In May 2013, the Internal Revenue Service issued a Private Letter Ruling addressing tax concerns resulting from a trust modification agreement. PLRs are issued when a taxpayer directly requests guidance from the IRS on a specific matter. A PLR may be relied upon by the taxpayer who requested it; however, PLRs offer an excellent opportunity for individuals to help determine how the IRS might treat a similar situation.
The recent PLR addressed a trust modification agreement that changed trustees’ requirements concerning annual distributions of net income. Trusts can be modified for a number of other reasons, and some changes may create tax implications for beneficiaries.
Each trust modification situation is unique, but when considering the implications of modifying a trust, ask your attorney about the following:
- Income tax. A trust modification that increases beneficiaries’ rights to income from properties will typically require them to pay more income tax on their distributions.
- Gift tax. In some cases the modification effectively causes a transfer of interest among beneficiaries, which may cause the IRS to recognize this as a gift and impose a gift tax.

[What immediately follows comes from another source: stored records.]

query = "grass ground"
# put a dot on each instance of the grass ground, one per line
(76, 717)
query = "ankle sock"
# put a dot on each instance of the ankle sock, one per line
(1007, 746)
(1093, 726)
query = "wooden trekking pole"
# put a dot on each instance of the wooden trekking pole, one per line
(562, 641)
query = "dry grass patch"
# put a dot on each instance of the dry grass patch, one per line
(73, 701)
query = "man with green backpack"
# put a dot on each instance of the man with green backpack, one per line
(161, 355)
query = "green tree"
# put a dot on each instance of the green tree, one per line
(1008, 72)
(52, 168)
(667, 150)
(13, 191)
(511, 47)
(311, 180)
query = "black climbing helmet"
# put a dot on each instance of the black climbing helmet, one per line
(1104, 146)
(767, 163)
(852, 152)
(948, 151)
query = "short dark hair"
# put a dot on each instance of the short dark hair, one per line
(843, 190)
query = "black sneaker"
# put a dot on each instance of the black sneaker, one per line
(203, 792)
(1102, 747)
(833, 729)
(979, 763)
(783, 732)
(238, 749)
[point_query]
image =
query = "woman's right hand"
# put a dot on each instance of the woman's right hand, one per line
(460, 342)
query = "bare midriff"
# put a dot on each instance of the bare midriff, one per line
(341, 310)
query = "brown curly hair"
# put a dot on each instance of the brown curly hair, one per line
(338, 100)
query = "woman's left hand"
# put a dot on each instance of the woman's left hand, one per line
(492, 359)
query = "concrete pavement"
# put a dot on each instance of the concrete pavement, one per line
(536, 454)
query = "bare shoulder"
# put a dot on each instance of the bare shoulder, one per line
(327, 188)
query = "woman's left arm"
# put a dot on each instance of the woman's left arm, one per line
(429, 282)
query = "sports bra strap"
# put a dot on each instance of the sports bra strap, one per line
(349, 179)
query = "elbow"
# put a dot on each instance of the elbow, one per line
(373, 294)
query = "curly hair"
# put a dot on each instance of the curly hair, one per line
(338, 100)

- Generation-skipping transfer tax. The GST tax is not only imposed on gifts, but also on certain trust transfers and distributions. The GST tax may be imposed even when a trust transfer is subject to gift tax. It applies only to trust transfers to or for the benefit of persons who are 37 ½ years younger than and unrelated to the grantor, or to related individuals more than one generation younger than the grantor. This is a greater concern in states that allow Dynasty Trusts (including North Carolina). Learn about proposed limitations on Dynasty Trusts.
While irrevocable trusts can provide asset protection and tax savings, over the years the trust may no longer adequately address the needs of beneficiaries. With the adoption of the Uniform Trust Code, North Carolina trusts are now easier to modify; in some cases a court order is not required.